NEWS

Tsipras briefs party leaders as ground laid for creditors

Tsipras briefs party leaders as ground laid for creditors

As Prime Minister Alexis Tsipras and other party leaders met with President Prokopis Pavlopoulos for talks on upcoming negotiations with Greece’s creditors and on the prospect for early elections, Greek and foreign officials sought to solve procedural and logistics issues to allow auditors to return to Athens.

On Friday evening Finance Minister Euclid Tsakalotos sent a letter to the International Monetary Fund, requesting a “new loan facility” in line with IMF demands. IMF spokesman Gerry Rice had indicated on Thursday that an official request must be made to the Fund before it can join talks. With that obstacle apparently overcome, Greece and its creditors must now agree on where and how talks with foreign officials will take place. The SYRIZA-led government had previously objected to auditors accessing ministries, preferring that work be done in hotels.

Some groundwork has been prepared by Greek and European officials by telephone. There is even talk of a Eurogroup summit on August 11. But Greece’s creditors are said to want the government to draft more legislation, with more prior actions, over the next two weeks. Government officials, however, have indicated that no new prior actions will be necessary and are aiming to finalize an agreement and bring it to Parliament by August 18, two days before a scheduled repayment to the European Central Bank.

Tsipras on Friday spoke by telephone with French President Francois Hollande who congratulated him for “promptly adopting the prior actions as set out in the written document of the eurozone summit,” the premier’s office said. “Both leaders confirmed the importance of commitments… being honored mutually and to the letter,” the statement continued. It was referring to commitments agreed to at a July 12 eurozone leaders’ summit. There was no mention of any further measures which Tsipras is keen to avoid.

Upcoming negotiations with creditors topped the agenda of talks on Friday between Tsipras and other party leaders who met at the presidential mansion with Pavlopoulos for a lunch intended to convey a picture of unity.
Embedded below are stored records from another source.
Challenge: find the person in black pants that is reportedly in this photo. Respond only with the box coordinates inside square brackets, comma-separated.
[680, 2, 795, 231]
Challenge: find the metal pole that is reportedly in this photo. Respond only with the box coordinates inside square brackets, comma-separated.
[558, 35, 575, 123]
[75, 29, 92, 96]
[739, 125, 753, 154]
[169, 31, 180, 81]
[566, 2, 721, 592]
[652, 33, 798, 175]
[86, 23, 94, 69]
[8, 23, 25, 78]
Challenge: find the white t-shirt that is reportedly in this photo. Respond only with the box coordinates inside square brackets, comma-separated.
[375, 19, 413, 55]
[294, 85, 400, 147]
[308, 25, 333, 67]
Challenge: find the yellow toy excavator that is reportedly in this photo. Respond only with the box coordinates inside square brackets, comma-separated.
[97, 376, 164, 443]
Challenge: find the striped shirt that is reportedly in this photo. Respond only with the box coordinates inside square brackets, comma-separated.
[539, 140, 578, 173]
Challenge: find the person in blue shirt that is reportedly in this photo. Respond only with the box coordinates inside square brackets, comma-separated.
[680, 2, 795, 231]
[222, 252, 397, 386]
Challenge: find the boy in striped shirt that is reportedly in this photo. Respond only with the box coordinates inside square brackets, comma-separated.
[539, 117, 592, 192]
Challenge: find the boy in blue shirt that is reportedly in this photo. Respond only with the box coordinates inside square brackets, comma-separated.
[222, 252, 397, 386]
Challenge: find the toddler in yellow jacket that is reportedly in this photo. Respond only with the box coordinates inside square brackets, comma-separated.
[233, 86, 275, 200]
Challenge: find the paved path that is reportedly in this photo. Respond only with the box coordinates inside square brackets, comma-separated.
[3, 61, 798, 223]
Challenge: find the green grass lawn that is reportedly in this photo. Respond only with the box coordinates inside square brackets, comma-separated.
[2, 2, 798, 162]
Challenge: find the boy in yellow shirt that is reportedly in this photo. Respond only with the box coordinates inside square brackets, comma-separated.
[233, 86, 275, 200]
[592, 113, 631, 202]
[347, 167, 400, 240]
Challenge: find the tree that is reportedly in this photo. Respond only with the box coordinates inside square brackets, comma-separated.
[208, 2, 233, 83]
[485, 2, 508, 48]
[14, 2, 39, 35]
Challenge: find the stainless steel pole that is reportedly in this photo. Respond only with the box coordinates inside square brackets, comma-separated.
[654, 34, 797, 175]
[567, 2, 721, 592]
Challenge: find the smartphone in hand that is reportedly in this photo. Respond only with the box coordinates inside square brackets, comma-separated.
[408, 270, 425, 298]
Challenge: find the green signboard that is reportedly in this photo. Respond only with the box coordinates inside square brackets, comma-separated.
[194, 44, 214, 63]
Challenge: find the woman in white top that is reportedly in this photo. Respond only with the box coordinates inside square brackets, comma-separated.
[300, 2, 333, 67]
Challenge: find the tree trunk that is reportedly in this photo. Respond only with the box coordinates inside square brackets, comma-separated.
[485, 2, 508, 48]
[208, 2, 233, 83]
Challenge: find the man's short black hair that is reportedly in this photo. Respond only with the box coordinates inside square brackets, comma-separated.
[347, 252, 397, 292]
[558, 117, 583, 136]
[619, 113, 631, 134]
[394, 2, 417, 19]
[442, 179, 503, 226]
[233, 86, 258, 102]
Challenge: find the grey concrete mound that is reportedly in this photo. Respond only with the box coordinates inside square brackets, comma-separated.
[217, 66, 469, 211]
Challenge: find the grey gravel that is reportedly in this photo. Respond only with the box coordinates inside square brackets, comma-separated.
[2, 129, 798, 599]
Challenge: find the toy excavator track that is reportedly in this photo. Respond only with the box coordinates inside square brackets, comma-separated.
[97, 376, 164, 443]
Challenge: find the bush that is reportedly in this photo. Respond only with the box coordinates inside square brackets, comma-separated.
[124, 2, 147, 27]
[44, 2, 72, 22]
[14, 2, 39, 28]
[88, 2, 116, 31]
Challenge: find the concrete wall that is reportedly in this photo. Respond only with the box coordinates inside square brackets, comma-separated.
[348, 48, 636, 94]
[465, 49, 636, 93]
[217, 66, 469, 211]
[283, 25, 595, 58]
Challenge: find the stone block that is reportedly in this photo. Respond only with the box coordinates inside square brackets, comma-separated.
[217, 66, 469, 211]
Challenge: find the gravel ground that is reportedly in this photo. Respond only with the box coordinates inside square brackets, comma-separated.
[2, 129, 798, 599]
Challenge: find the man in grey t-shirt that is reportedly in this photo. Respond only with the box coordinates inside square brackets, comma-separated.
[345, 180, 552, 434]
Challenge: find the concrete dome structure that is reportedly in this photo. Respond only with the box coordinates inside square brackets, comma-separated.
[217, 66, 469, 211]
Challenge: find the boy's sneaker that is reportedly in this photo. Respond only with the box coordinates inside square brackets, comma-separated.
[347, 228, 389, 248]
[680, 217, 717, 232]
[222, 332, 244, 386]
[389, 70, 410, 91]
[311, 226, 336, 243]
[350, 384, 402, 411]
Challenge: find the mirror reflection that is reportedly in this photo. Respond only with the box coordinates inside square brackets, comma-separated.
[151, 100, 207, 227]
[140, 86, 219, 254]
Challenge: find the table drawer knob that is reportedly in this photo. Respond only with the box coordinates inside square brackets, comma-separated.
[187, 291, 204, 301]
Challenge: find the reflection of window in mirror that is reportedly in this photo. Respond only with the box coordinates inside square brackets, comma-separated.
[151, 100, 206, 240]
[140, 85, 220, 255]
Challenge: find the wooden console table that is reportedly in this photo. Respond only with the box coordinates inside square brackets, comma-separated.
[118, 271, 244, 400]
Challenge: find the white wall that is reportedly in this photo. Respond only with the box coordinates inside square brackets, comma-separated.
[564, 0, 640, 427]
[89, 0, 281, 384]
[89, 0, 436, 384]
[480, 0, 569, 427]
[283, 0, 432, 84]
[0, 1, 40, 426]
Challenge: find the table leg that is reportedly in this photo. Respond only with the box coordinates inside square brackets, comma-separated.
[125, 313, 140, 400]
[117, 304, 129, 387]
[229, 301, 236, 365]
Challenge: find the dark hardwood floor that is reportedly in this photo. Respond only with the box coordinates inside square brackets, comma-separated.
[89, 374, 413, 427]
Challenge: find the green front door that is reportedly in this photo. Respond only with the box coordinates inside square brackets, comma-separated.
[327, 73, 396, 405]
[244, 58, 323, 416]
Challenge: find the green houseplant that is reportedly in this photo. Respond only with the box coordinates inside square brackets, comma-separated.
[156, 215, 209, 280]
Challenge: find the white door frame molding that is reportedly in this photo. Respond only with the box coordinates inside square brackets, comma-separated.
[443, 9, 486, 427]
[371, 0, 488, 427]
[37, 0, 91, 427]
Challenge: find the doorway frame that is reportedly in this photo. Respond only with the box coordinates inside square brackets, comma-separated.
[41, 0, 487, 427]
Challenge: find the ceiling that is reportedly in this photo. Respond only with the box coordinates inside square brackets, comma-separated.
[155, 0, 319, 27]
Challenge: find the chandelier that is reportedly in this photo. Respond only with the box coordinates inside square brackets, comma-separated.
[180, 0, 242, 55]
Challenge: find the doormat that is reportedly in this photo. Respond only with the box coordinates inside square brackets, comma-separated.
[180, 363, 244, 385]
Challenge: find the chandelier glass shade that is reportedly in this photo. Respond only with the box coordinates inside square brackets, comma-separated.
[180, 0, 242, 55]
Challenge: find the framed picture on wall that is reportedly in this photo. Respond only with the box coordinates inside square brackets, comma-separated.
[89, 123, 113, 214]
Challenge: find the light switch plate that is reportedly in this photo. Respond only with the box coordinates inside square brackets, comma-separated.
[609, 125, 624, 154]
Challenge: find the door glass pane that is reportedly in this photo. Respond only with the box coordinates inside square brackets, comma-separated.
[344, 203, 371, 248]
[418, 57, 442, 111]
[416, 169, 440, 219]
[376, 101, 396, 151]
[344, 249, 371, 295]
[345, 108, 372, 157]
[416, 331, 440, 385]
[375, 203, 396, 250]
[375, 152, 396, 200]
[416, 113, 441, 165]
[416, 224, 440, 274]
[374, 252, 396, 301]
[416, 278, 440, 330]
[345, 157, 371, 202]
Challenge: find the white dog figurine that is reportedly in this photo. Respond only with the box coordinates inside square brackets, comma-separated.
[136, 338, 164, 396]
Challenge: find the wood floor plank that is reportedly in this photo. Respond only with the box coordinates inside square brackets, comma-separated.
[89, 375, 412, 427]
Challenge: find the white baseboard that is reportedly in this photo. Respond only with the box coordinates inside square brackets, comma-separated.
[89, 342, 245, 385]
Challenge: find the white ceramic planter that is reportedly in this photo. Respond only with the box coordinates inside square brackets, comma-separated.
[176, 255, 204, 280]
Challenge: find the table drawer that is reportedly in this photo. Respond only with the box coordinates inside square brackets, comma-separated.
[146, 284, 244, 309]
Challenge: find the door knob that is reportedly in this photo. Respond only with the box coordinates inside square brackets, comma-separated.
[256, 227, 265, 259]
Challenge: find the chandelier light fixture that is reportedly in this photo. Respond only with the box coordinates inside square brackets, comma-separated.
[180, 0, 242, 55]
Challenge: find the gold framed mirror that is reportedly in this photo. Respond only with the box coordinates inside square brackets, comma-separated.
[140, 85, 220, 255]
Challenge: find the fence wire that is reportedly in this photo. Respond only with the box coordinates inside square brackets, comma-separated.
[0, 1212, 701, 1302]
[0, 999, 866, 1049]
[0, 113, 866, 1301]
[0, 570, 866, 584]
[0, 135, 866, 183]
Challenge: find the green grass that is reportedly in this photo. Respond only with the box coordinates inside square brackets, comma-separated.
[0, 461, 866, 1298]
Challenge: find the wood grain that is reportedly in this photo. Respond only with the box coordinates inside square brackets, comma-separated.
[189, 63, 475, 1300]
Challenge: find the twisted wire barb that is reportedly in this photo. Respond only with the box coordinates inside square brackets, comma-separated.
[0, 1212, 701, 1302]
According to sources, Tsipras said he was seeking debt relief from creditors and was determined to bring a deal to Parliament by August 18. Efforts would be made to put back the tougher measures being sought by lenders, he is said to have told fellow party leaders. As for early elections, he said they were a real prospect in view of the current upheaval within SYRIZA but that they would not happen before an agreement is reached. One of the SYRIZA rebels that has caused the biggest headaches for Tsipras is parliament speaker Zoe Constantopoulou. PASOK leader Fofi Gennimata on Friday sent a letter to Tsipras calling for him to dismiss her for “ overreaching her authority in violation of the Constitution” and for “a lack of respect.”

Meanwhile, prominent conservative Vangelis Meimarakis, who took over as interim leader of New Democracy when Antonis Samaras resigned after the July 5 referendum, was approved by the party’s political committee as ND’s eighth president.